Think of a website today, and you’re as likely to visualise it as a coffee bar or commune as you are to think of it as a newspaper or brochure. Relationships between users give many sites their stickiness, and the success of many of today’s leading websites depends on how people socialise there. For the designers, it means there’s another dimension to consider: they can’t just think about the look and feel and usability. They need to look at the social psychology of the site’s users too and find ways to facilitate useful interactions.

For a start, designers need to understand why members join their community. People have an innate need to join groups resulting from the evolutionary survival advantage groups afforded and they also join groups to accomplish a task that would not be possible individually (such as political action groups or Wikipedia). People also join for social identity or status, or simply to get the chance to interact with the others there. By working out why people join, designers can find out how to engage users in the community and how to ensure their site satisfies the users’ needs.

Designers also need to consider how users influence each other. Social facilitation happens when the physical presence of others encourages people to work harder, or do something better. If that applies on the site, high profile reputation systems that recognise user contributions could encourage the participation of others. Alternatively, there might be social loafing where people work less hard when in a group than individually. The effect of other site members will have implications for how user generated content is incorporated into a site, how users are recognised and rewarded for contributions (either individually or in groups) and how users are rewarded or punished for their behaviour or contributions.

In analysing a community, designers should look at the roles, norms and cohesiveness:

  • Roles can be informal or formal (e.g. moderator) and have relevance for how identifiable people should be and whether reputation information should be available on members.
  • Norms are formal or informal rules of conduct for users. They raise questions about whether behaviour should be monitored, what group boundaries should exist and what retribution there should be for those who break the rules.
  • Cohesiveness is how closely group members are bound together, and therefore how loyal a person will be to the group.

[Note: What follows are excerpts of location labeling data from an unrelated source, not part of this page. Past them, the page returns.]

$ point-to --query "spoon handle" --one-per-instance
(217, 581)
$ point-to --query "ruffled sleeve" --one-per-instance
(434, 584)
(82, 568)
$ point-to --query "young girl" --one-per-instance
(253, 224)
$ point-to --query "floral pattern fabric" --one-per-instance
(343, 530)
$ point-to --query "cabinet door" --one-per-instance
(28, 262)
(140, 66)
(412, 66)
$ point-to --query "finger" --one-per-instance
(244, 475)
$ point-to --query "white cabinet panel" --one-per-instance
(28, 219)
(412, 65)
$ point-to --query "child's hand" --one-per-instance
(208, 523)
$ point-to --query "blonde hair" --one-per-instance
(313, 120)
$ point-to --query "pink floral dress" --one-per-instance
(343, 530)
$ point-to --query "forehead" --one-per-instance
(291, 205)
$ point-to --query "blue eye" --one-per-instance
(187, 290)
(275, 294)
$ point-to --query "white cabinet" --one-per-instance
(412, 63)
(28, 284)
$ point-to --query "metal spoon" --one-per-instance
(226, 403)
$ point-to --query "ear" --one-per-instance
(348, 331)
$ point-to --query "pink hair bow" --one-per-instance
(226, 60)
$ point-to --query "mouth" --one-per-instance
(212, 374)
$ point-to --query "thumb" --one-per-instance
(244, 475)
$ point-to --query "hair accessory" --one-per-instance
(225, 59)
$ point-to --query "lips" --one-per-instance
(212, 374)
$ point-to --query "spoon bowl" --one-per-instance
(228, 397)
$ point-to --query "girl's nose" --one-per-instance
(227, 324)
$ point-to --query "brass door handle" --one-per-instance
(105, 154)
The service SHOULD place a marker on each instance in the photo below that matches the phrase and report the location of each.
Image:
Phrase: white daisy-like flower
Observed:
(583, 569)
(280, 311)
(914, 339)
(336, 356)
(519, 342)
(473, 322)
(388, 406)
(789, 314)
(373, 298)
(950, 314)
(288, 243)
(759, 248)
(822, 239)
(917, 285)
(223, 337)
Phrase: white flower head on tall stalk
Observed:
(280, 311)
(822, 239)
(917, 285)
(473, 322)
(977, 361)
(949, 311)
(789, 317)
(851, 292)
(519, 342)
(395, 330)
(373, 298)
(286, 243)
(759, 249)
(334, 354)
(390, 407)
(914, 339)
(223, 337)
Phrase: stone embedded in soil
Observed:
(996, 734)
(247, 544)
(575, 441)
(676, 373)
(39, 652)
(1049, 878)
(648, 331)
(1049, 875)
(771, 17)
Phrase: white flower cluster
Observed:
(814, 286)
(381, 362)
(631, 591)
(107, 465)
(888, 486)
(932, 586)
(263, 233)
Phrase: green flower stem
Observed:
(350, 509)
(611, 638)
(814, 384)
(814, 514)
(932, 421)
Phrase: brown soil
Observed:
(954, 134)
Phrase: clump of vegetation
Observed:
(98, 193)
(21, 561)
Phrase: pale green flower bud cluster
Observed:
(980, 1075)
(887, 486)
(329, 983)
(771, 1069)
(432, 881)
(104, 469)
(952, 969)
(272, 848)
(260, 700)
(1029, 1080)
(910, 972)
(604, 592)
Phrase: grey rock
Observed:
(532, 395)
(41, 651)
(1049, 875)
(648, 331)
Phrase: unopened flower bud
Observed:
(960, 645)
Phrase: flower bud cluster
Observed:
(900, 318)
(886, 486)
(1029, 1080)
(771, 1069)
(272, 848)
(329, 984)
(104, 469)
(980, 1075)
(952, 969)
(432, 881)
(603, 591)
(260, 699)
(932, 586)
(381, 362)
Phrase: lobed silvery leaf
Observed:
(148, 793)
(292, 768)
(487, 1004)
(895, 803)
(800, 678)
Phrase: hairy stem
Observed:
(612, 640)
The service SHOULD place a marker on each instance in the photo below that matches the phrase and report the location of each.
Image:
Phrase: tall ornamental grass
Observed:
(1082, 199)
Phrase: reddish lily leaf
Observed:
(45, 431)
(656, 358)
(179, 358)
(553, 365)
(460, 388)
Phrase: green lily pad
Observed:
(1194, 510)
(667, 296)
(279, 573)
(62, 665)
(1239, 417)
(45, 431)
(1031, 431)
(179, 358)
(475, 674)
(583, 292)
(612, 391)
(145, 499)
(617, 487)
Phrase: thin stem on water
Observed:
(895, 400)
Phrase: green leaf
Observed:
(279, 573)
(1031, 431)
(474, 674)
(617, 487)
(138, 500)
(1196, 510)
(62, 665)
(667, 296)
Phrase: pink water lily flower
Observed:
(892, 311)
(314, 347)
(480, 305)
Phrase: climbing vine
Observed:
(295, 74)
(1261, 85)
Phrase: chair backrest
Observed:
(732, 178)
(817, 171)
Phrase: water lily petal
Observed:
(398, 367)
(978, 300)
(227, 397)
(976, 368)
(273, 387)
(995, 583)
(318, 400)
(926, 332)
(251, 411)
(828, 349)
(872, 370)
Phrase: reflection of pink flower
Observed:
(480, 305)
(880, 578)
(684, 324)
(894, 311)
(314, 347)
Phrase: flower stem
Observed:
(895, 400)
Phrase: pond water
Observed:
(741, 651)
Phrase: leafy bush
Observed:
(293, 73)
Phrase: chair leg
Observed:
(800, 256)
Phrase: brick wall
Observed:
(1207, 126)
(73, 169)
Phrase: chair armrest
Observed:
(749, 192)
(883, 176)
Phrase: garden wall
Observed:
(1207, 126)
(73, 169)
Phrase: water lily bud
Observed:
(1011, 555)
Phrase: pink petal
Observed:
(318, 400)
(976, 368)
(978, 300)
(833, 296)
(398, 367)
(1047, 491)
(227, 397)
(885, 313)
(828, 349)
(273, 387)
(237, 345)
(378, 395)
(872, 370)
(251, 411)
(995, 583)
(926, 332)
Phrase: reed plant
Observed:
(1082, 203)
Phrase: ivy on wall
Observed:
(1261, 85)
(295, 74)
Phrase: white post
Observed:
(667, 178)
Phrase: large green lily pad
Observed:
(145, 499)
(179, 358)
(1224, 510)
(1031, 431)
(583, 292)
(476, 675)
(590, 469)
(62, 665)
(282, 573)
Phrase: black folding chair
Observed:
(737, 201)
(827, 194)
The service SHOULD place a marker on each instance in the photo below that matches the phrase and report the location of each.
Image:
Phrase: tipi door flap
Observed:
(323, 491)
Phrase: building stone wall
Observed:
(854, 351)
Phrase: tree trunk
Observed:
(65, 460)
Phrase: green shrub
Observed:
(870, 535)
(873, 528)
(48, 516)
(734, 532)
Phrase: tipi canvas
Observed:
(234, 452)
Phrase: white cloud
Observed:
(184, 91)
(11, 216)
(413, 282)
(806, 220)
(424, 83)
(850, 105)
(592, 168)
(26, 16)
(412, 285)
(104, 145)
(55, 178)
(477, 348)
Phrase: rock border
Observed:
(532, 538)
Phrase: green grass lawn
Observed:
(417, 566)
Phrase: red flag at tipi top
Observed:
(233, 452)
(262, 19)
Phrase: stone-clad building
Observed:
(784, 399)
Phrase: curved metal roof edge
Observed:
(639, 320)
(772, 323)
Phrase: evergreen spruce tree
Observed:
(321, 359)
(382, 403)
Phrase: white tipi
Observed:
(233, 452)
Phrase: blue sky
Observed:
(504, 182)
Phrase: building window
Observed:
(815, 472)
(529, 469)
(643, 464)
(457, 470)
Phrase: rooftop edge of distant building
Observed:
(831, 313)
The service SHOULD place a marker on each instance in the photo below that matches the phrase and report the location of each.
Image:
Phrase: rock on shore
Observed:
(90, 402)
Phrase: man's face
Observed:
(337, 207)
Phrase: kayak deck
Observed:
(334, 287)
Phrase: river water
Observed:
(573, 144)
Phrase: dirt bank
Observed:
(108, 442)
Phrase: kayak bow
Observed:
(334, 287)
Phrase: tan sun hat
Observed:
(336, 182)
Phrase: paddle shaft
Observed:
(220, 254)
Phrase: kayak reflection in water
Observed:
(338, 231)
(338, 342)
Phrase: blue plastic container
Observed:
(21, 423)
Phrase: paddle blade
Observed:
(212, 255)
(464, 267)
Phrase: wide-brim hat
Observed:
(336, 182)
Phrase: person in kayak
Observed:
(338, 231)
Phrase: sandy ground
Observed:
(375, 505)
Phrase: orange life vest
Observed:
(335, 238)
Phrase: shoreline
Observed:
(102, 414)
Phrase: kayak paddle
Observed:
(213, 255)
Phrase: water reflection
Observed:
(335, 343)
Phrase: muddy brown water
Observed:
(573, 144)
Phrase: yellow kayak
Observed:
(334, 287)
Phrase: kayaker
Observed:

Factors affecting cohesiveness are commitment to group tasks, attraction between members, volume and frequency of group interactions, and group identity.

By analysing the social psychology of an online community, designers can define online communities and find ways to support the interactions between members without neglecting the website’s own goals for participants. We still hear occasional mentions of ‘hits’, a meaningless measurement that counted every script and picture, so things won’t change soon. But in the next five years or so, the industry will need to establish metrics that reflect the value their audience brings to advertisers and will need to educate advertisers on what they mean. The challenge will be to create standards that enable metrics to be measured between different sites.